Mumbai: The special Prevention of Money Laundering Act (PMLA) court has denied bail to Appasaheb Deshmukh, a 61-year-old former treasurer of Shree Chatrapati Shivaji Education Society (SCSES), implicated in a money laundering case amounting to Rs 65.70 crore. The funds in question were fees collected from parents for admissions in the MBBS program, despite lacking authorisation to do so.
Special Judge MG Deshpande ruled that granting bail could lead to the accused causing the disappearance of evidence during the ongoing ED investigation due to the sophisticated methods employed in siphoning off, placing, layering, and integrating the proceeds of crime.
Rs 4.12 crore was traced to Deshmukh's account
The court observed that out of the total amount collected by the institution, Rs 4.12 crore was traced to Deshmukh's accounts. The ED alleged that the accused had integrated the cash amounts with agricultural and business income, falsely claiming the entire sum as untainted.
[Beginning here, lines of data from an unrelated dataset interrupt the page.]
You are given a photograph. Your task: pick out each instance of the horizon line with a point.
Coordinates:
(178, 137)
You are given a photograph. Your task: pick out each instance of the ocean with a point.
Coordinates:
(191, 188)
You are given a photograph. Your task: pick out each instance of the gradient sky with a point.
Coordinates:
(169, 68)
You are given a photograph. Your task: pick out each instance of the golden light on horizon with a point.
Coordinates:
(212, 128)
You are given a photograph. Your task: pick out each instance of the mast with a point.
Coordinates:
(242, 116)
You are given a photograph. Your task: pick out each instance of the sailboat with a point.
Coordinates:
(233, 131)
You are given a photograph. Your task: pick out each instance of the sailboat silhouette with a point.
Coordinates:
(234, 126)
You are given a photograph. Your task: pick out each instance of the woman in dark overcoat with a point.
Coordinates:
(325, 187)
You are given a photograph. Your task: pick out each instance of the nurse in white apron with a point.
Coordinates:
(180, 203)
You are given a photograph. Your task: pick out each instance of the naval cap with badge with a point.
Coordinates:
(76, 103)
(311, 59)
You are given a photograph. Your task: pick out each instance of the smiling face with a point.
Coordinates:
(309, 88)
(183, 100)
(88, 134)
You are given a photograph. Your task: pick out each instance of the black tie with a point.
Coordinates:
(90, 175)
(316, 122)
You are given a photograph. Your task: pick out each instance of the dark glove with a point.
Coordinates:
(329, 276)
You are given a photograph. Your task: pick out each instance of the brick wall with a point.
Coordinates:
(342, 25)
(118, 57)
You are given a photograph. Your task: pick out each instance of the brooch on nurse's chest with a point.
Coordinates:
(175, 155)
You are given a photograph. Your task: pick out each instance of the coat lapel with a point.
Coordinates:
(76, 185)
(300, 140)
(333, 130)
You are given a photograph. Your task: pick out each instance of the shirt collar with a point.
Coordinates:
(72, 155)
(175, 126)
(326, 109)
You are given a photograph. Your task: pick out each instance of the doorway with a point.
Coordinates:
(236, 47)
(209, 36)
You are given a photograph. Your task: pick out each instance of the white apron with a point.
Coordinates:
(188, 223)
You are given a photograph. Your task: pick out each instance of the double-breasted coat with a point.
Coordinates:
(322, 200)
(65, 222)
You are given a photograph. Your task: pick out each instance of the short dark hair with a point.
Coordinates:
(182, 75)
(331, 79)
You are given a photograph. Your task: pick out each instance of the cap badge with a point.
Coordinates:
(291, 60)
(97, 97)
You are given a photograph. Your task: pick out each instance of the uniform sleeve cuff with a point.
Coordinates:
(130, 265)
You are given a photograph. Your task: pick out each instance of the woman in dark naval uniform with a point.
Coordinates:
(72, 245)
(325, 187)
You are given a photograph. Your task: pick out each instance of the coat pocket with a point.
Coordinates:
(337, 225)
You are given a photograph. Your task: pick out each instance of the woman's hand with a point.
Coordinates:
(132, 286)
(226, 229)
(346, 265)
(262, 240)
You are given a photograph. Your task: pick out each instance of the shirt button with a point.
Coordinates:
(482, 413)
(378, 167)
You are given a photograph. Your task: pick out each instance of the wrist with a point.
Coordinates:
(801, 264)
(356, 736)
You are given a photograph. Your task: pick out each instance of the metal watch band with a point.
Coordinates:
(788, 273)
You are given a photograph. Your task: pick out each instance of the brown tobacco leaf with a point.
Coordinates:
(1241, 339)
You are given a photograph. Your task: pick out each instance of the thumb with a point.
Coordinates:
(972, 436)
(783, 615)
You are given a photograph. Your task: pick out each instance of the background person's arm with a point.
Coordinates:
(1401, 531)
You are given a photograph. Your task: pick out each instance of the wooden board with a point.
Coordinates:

Rejecting the bail plea, the court emphasised the severity of the situation, stating, "There are multiple First Information Reports lodged all over Maharashtra at the instance of victim students/parents against accused persons herein. It cannot be ignored that innocent parents had put their entire life earnings on the stake for getting admissions for their children in MBBS."
The court further condemned the accused for inducing parents, unaware of the Supreme Court's order restricting admissions, to pay hefty fees for MBBS admissions through the Management Quota, thereby crushing the dreams of innocent students and wasting their valuable academic years.
According to complaints filed by parents, the society initiated a medical college named Institute of Medical Science and Research Center (IMSRC) in 2011. IMSRC allegedly granted MBBS admissions for 2012-2013 and 2013-2014 (100 seats per year), with 85 seats in the Government quota and 15 in the Management quota. However, after 2013-2014, the Medical Council of India did not renew the permission despite allowing 15 seats under the Management quota for two years. No further permission was granted.
Amid ongoing legal issues, the President of the Admission Control Committee, Mumbai, imposed a fine of Rs. 20 lakh per student in May 2016, directing the institution to deposit 10% within 10 days and the remaining 90% within 90 days. Despite this, the institution failed to make payments, and 95 students suffered the consequences.